So Chris had a talk with her and explained that when we fall asleep, we have dreams, which are kind of like “Sleepy TV”. She nodded and said, “OK, Daddy.” Of course we didn’t know how well she understood the concept, but although she has whimpered a little, she has not actually cried at night again. Last night, when we told her it was time for night-night, nodded knowingly and resolutely and said, “OK. Dreams. Sleepy TV.”

Yesterday morning, I asked her what she dreamed about again. Her eyes lit up and she said, “Papa!!!” (Chris’ Dad). I said “what about Papa?”
“Papa CANDY!!”
“What else did you dream about?”
“What about David?”
“David CANDY!!!”

So, as far as I can tell, I’m supposing that she’s waking up screaming because somebody took her dream candy away.

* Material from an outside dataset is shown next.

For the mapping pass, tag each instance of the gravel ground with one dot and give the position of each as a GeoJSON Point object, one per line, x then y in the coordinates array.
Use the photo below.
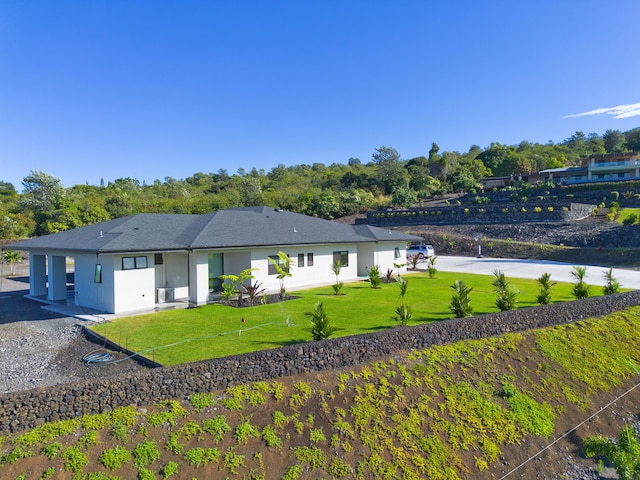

4 thoughts on “Sweet Dreams are Made of This. . .

  1. My niece use to have nightmares sometimes.Then she would be scared a long time after she woke up.I think she gets that from her auntie(me).
    When I want to know what she dreamed about I just say what did you just see.
    That’s a good why to describe a dream by the way sleepy TV I’m going to have to use that one.

  2. Did you start asking her about dreams after my post about David’s dream?

    Nightmares where they wake up inconsolable in my opinion is spiritual warfare. I suggest that while one of you calmly talks to her, the other one needs to be praying over her quietly. Every night, ask God to put a hedge of protection around her dreams. I know we laugh them off as just the way our mind works, but I am convinced dreams can be much more than that, and can be one of the primary ways the enemy tries to attack our children, but it can also be one of the primary ways children learn to “hear” God.

  3. Jennifer – No I don’t think it was specifically related to David’s dreams, I think that like you, I have always just been fascinated by dreams. Especially due to my own “Extreme Dreaming” issues. But I did love David’s dream story not long ago!!